Most government budgets in Africa treat aid as a core part of their income - some as much as 50%. They don't use it to cover short term shortfalls, they expand spending to use everything. And these are the governments that are actually using the money and not just pocketing it.
"We" (we being the west) cannot fix Africa short of turning it into east Carolina. They need to come up with their own functional modes of government and funding, whatever those are, on their own. The people have no chance when their local tinpot dictators are being propped up by someone with 100x their power and economy.
Re:Guns and Contraceptive Pills (Score:5, Insightful)
Re:Stopped reading at... (Score:5, Insightful)
The second point he makes sounds racist the way he stated it, but it is not necessarily so (I do not know if he meant it in a racist way or not). He is correct that most people in 3rd world countries do not think or act like people in developed nations. This is not biological. It is not a product of their "race". It is cultural. They have learned to think the way they do because that is how things work in the countries they live in. They can learn to think and act differently. Of course, this does not mean that there are no aspects about the way that people in developing nations think that would improve the lives of those in developed nations were to learn to think that way.

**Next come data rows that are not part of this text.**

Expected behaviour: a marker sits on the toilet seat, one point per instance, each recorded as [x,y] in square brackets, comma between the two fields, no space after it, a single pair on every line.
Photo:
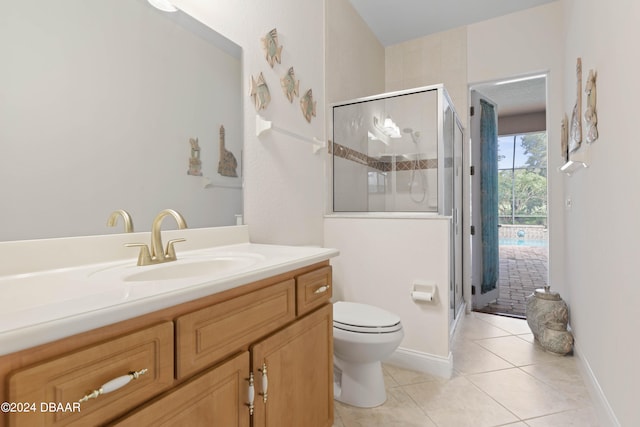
[363,318]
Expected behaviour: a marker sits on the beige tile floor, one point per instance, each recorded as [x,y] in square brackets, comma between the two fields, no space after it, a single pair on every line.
[501,378]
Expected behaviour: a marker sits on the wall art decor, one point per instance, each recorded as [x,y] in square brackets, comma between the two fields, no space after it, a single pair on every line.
[260,93]
[564,138]
[590,114]
[273,52]
[308,105]
[227,163]
[575,131]
[195,164]
[290,85]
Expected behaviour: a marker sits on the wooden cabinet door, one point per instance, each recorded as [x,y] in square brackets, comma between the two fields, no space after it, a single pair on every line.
[216,398]
[299,366]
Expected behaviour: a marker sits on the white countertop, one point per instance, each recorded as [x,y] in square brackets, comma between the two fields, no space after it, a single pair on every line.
[44,306]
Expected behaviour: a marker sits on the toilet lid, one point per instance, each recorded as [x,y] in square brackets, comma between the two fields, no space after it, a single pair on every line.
[358,317]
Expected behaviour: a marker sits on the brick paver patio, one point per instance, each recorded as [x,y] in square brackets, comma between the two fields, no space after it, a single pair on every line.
[522,270]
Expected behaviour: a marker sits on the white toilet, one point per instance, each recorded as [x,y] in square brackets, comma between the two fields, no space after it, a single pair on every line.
[363,335]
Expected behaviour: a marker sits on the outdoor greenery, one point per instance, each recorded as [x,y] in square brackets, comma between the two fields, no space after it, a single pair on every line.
[523,190]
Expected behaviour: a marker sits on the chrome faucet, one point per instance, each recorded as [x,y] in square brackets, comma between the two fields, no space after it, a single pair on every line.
[157,254]
[128,222]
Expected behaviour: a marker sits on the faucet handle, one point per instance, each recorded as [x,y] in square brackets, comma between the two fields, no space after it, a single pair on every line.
[170,253]
[144,258]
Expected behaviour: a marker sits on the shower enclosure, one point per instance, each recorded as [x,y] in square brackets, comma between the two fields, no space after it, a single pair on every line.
[402,152]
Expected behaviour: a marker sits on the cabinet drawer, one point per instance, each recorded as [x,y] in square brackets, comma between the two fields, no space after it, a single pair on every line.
[217,397]
[65,380]
[207,336]
[313,289]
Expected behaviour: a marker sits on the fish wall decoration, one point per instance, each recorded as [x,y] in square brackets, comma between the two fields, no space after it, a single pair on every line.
[273,52]
[290,85]
[260,93]
[308,105]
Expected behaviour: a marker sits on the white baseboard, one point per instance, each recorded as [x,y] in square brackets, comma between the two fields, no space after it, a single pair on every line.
[422,362]
[602,407]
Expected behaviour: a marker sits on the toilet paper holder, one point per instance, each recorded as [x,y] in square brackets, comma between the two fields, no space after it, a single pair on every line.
[423,291]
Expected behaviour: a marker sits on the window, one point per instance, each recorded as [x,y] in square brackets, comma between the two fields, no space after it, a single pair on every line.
[522,179]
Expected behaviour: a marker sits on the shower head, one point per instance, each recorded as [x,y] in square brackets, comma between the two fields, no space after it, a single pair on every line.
[415,135]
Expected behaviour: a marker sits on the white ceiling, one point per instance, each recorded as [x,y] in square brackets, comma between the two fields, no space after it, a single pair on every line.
[528,96]
[396,21]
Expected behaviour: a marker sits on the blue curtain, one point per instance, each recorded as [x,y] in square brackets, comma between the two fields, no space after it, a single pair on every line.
[489,191]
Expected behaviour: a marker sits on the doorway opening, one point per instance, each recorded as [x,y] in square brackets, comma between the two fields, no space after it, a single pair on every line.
[521,167]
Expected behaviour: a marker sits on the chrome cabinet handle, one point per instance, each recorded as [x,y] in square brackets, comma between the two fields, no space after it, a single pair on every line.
[265,382]
[322,289]
[113,385]
[251,393]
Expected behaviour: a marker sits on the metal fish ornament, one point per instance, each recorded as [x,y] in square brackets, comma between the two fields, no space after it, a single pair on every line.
[308,105]
[290,85]
[260,93]
[272,50]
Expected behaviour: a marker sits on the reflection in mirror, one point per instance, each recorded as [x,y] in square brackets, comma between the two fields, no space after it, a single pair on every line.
[98,103]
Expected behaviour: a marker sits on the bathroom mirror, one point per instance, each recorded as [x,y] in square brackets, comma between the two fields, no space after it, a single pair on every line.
[99,100]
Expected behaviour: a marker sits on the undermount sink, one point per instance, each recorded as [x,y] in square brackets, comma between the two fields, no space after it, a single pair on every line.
[183,268]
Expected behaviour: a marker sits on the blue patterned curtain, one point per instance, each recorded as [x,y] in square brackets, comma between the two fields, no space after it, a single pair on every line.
[489,190]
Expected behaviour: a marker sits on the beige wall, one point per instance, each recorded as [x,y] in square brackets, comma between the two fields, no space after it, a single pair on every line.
[354,56]
[283,180]
[601,227]
[438,58]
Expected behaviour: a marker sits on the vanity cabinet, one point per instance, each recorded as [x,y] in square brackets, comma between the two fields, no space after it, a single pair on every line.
[68,378]
[199,358]
[215,398]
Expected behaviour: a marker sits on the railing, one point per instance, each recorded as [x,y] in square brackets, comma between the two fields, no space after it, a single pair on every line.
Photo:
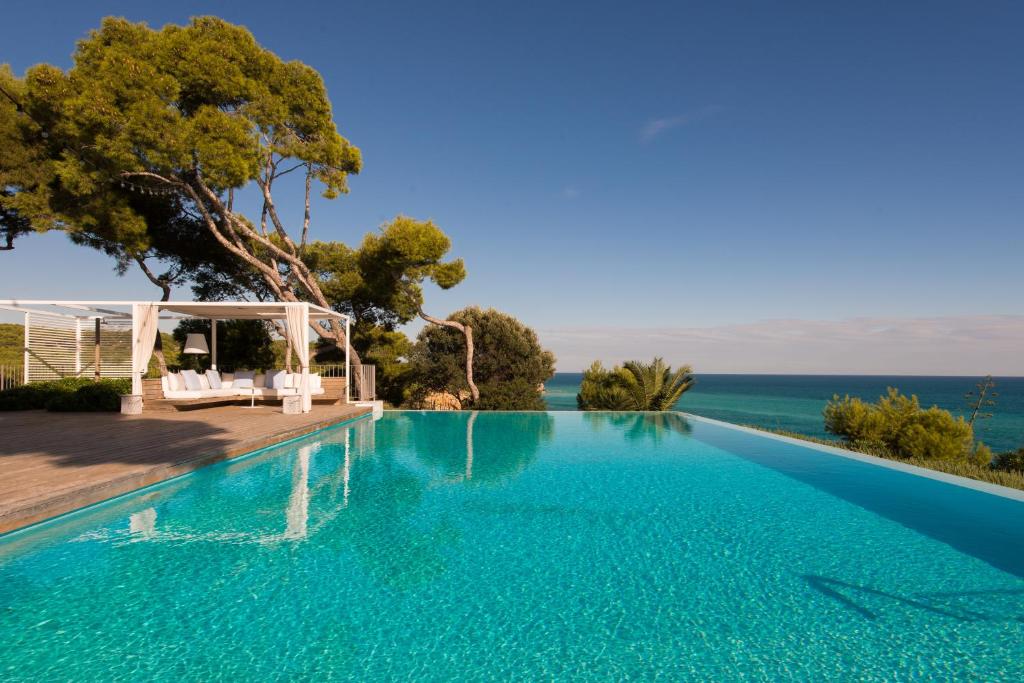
[10,377]
[364,385]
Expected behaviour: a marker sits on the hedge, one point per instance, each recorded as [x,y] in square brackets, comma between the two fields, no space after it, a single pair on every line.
[70,394]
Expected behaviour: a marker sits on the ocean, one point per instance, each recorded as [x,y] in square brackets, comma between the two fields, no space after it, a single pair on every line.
[795,401]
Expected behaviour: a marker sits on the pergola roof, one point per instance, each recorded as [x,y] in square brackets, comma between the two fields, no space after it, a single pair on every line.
[207,309]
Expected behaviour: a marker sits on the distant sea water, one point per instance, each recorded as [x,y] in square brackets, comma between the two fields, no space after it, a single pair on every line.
[795,401]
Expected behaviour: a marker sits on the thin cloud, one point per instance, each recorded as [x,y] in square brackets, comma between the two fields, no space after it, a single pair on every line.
[657,126]
[972,345]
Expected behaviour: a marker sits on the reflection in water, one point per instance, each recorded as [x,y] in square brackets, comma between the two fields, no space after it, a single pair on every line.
[641,426]
[341,493]
[142,524]
[298,503]
[958,605]
[462,453]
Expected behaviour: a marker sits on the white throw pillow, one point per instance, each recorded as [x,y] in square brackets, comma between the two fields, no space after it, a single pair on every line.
[214,379]
[192,380]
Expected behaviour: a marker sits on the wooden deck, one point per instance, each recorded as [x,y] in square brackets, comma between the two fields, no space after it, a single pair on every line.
[51,463]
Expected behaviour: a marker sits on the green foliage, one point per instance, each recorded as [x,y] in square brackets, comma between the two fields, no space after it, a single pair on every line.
[240,344]
[517,394]
[506,352]
[1012,461]
[634,386]
[70,394]
[965,468]
[897,425]
[386,349]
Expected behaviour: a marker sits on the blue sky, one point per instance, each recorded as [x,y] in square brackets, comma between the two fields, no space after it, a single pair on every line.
[635,166]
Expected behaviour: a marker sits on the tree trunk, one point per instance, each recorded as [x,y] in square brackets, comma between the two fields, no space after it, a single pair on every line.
[467,332]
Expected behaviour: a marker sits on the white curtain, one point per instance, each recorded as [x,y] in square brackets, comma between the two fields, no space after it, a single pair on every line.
[144,318]
[298,332]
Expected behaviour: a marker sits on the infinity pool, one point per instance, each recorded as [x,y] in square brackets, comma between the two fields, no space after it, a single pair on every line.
[454,546]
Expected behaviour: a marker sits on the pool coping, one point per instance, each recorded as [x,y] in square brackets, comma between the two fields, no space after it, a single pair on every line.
[189,468]
[945,477]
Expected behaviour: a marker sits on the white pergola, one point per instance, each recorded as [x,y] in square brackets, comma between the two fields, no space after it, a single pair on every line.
[144,316]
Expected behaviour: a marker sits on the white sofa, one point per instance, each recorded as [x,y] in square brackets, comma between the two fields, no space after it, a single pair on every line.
[189,384]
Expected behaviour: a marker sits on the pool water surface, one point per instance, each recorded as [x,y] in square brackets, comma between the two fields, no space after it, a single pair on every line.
[443,546]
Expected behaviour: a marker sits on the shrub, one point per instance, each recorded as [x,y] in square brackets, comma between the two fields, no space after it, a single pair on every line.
[517,394]
[93,397]
[67,394]
[897,426]
[634,386]
[506,351]
[1010,462]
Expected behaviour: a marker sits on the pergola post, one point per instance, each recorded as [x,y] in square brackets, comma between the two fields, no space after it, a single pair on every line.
[213,343]
[26,353]
[95,351]
[78,347]
[348,367]
[307,399]
[136,377]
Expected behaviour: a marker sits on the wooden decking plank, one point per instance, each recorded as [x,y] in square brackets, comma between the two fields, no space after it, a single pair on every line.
[53,463]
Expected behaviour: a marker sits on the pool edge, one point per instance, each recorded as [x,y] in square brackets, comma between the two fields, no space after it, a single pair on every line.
[201,464]
[945,477]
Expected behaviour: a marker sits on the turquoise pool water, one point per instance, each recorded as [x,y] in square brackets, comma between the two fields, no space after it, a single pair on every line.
[524,546]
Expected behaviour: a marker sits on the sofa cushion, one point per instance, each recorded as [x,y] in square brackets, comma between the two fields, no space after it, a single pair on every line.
[243,379]
[192,380]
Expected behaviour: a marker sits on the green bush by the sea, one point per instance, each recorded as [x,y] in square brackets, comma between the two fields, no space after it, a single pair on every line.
[1003,473]
[69,394]
[1010,462]
[899,427]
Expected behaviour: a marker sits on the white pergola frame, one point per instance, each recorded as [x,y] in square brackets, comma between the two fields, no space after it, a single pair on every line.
[212,310]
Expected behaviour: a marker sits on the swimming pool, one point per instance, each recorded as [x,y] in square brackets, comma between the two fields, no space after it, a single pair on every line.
[524,545]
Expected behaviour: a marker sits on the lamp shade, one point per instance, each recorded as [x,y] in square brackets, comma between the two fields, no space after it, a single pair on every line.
[196,343]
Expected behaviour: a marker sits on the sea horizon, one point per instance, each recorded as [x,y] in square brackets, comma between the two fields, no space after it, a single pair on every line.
[795,402]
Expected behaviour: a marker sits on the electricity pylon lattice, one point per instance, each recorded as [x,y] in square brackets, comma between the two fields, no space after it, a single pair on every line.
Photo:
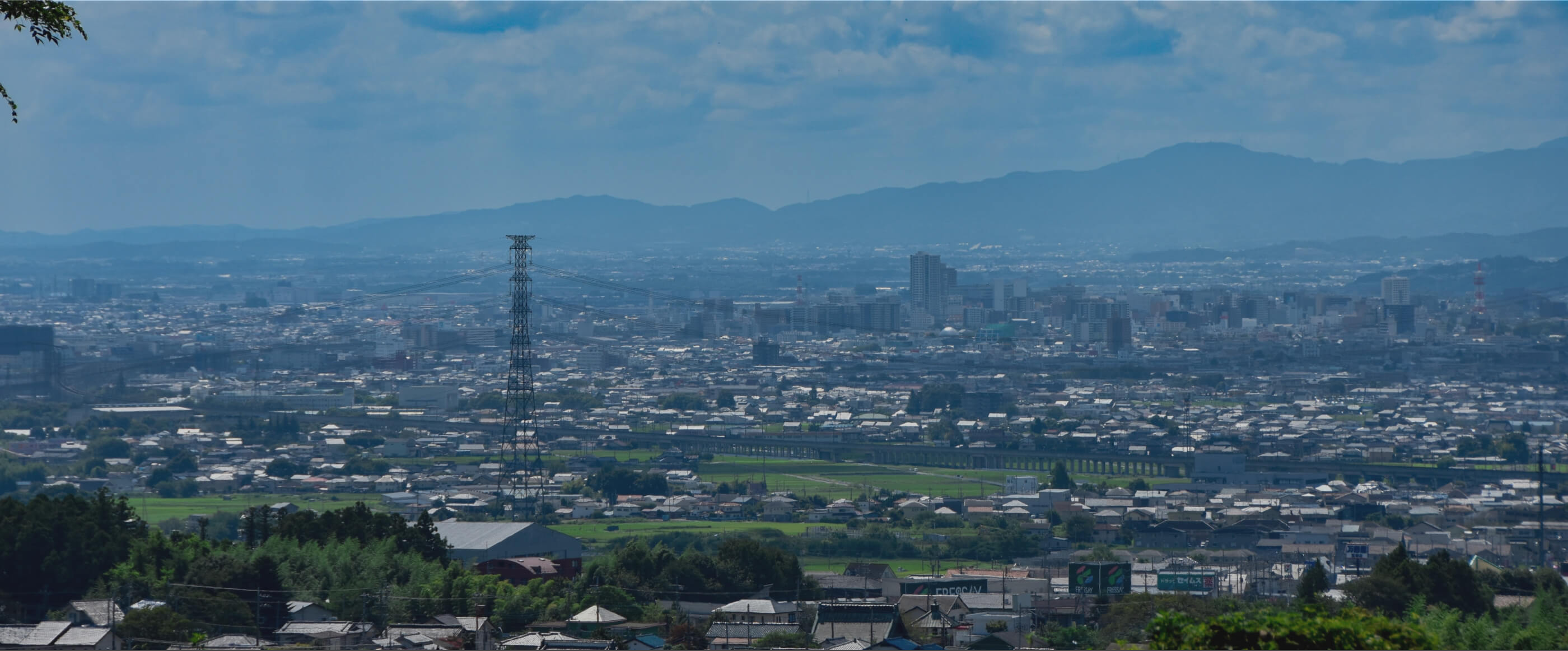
[518,429]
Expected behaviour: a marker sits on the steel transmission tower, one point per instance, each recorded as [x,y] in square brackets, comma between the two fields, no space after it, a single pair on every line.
[518,421]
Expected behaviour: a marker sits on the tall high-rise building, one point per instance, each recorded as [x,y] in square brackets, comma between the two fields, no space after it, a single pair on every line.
[1396,291]
[929,280]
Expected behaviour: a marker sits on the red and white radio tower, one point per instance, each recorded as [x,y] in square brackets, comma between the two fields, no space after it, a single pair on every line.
[1481,289]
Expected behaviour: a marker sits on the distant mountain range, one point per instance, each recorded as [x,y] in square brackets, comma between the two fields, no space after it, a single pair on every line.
[1211,195]
[1536,244]
[1506,275]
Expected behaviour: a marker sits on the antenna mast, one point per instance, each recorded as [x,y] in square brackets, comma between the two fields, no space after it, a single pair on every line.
[518,421]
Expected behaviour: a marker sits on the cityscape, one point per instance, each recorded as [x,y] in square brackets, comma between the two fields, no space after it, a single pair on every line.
[1290,404]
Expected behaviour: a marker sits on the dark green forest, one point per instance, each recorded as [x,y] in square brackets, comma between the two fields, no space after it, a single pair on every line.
[355,562]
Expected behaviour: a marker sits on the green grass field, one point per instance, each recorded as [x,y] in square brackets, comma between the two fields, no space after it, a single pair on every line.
[161,509]
[596,532]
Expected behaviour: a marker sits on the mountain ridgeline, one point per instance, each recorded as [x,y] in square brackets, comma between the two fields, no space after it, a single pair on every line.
[1210,195]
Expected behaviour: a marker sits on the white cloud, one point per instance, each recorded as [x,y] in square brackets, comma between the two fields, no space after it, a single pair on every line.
[761,101]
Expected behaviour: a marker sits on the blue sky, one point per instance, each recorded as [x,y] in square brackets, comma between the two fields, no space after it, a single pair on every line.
[311,114]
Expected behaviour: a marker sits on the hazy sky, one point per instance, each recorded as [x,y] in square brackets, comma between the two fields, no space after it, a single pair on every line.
[306,114]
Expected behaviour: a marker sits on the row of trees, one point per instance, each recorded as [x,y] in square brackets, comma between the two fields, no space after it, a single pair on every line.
[1401,604]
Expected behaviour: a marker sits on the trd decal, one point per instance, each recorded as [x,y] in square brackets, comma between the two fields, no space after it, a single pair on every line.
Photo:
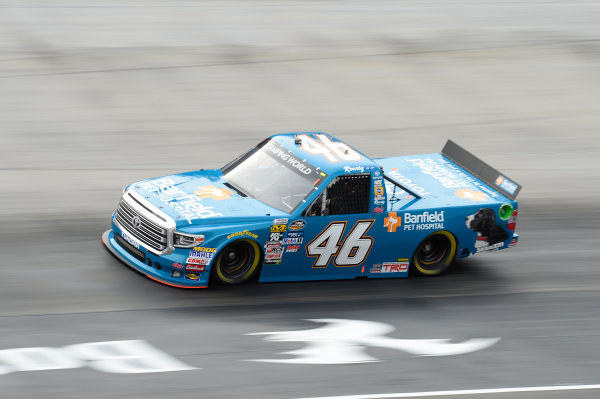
[351,252]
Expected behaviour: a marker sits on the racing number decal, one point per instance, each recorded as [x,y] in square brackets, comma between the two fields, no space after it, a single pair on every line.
[333,151]
[351,252]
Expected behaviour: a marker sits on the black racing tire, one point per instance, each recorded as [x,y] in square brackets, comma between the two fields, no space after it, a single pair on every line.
[435,254]
[237,263]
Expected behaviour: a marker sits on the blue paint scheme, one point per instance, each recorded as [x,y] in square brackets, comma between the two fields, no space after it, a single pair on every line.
[433,184]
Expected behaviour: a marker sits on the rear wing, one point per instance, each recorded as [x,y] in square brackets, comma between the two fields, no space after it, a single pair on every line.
[481,170]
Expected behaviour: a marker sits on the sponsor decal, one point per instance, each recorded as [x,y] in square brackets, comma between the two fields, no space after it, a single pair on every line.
[288,158]
[392,221]
[477,196]
[198,261]
[274,237]
[512,221]
[492,247]
[424,220]
[213,192]
[205,249]
[292,248]
[476,183]
[187,206]
[439,172]
[130,240]
[352,169]
[274,250]
[194,268]
[279,228]
[297,225]
[395,267]
[376,268]
[506,184]
[292,240]
[242,234]
[406,182]
[192,276]
[201,255]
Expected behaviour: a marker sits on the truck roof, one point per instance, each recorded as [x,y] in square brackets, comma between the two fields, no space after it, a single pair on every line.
[325,152]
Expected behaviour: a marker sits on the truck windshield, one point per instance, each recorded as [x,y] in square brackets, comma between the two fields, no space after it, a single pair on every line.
[273,175]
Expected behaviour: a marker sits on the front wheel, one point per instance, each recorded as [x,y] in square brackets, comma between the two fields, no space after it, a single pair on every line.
[435,254]
[237,263]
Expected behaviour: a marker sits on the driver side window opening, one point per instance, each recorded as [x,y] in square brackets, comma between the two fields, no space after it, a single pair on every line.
[345,195]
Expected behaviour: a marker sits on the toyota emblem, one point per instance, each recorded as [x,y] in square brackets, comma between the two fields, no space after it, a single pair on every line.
[137,222]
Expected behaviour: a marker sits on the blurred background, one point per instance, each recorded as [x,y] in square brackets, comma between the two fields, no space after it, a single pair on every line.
[97,94]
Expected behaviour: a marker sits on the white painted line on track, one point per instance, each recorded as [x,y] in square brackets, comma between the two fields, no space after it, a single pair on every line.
[462,392]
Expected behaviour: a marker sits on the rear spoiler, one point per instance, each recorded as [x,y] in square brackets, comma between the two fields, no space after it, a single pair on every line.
[481,170]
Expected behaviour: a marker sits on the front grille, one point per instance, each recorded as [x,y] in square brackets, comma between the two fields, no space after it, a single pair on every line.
[150,234]
[136,253]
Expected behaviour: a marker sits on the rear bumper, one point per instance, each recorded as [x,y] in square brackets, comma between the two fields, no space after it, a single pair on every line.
[162,276]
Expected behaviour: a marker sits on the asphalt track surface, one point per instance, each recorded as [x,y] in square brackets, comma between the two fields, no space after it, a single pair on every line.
[95,95]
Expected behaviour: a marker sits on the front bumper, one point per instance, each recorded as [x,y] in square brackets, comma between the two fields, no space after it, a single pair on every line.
[163,276]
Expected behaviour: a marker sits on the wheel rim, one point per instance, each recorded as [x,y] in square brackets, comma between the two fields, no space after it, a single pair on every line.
[435,254]
[433,250]
[237,262]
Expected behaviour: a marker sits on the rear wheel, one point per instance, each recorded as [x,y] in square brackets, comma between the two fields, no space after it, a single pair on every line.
[237,263]
[435,254]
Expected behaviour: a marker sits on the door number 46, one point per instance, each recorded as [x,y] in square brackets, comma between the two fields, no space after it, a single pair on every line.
[352,251]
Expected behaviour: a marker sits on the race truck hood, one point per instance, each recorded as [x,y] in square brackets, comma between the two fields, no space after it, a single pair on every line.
[201,197]
[435,177]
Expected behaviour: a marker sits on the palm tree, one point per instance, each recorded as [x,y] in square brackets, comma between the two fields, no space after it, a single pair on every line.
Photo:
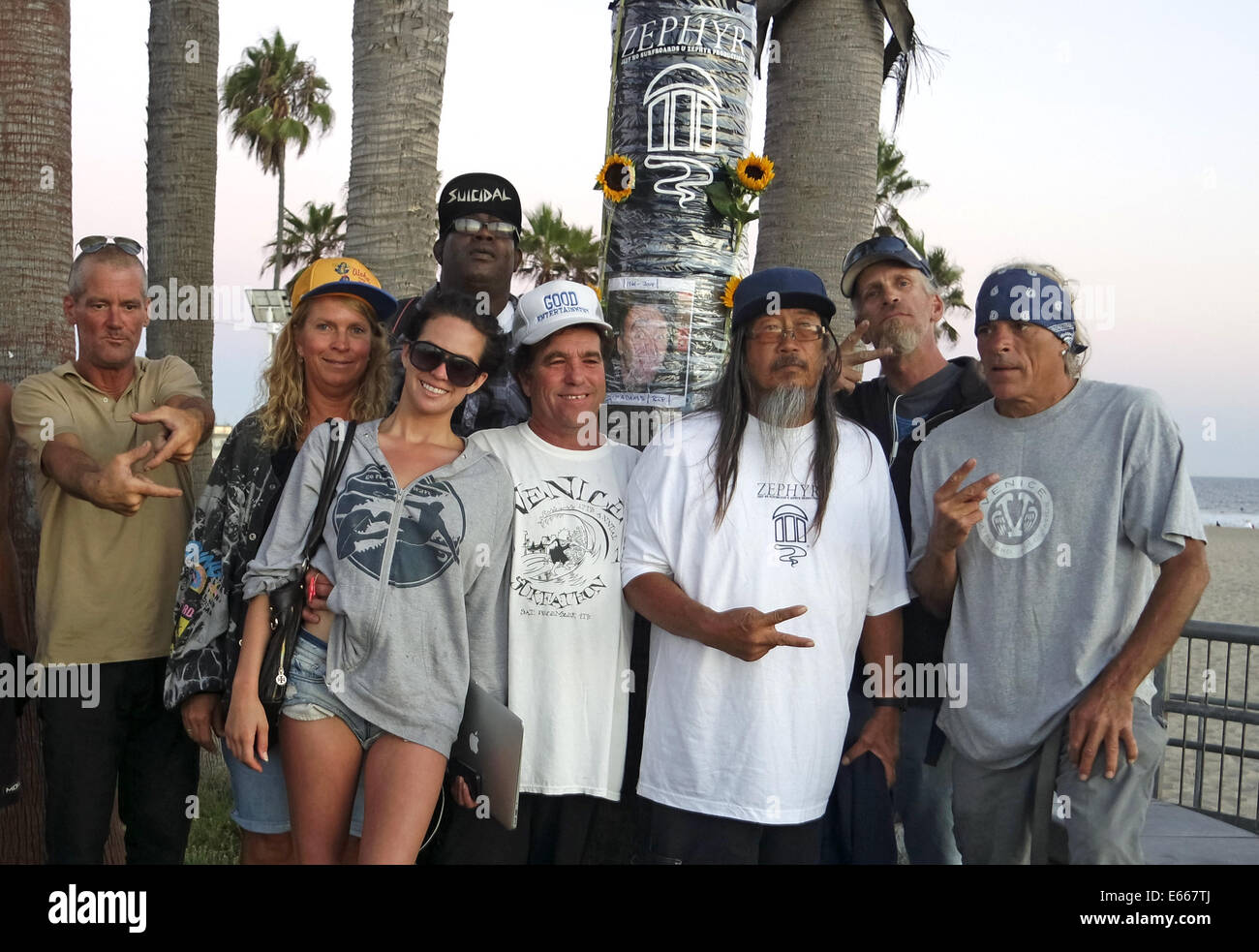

I have worked with an organization that works with the extremely poor in several developing nations. It was amazing to see what a difference was made over time because the leader of the organization dealt with the local governments assuming that once the rules were made, they would not change arbitrarily. The leader knew that such was not traditionally the case, but she was able to establish such a reputation with the locals that they were embarrassed to not live up to her expectations. Of course it also worked because she worked with those at the other end showing them that if they worked within the system, they would make more progress than if they went outside it. It also only worked because she limited the size of the organization to where she could establish a personal relationship with people at various levels.
Re:Stopped reading at... (Score:2, Insightful)
You should look into the Dust Bowl. My grandparents (children during the Great Depression) were so scarred by the experience that they lived in a $3000 house and rarely spent money for anything (wearing shoes til you could see through them) saving like crazy their entire lives, even when they had saved nearly a million dollars.
Farmers suffer from 2 things... poor climate/crops and poor commodities markets. The Dust Bowl was the former and the Great Depression was the latter. They only made it because of extreme poverty of lifestyle... things I, 3 generations removed, can barely comprehend.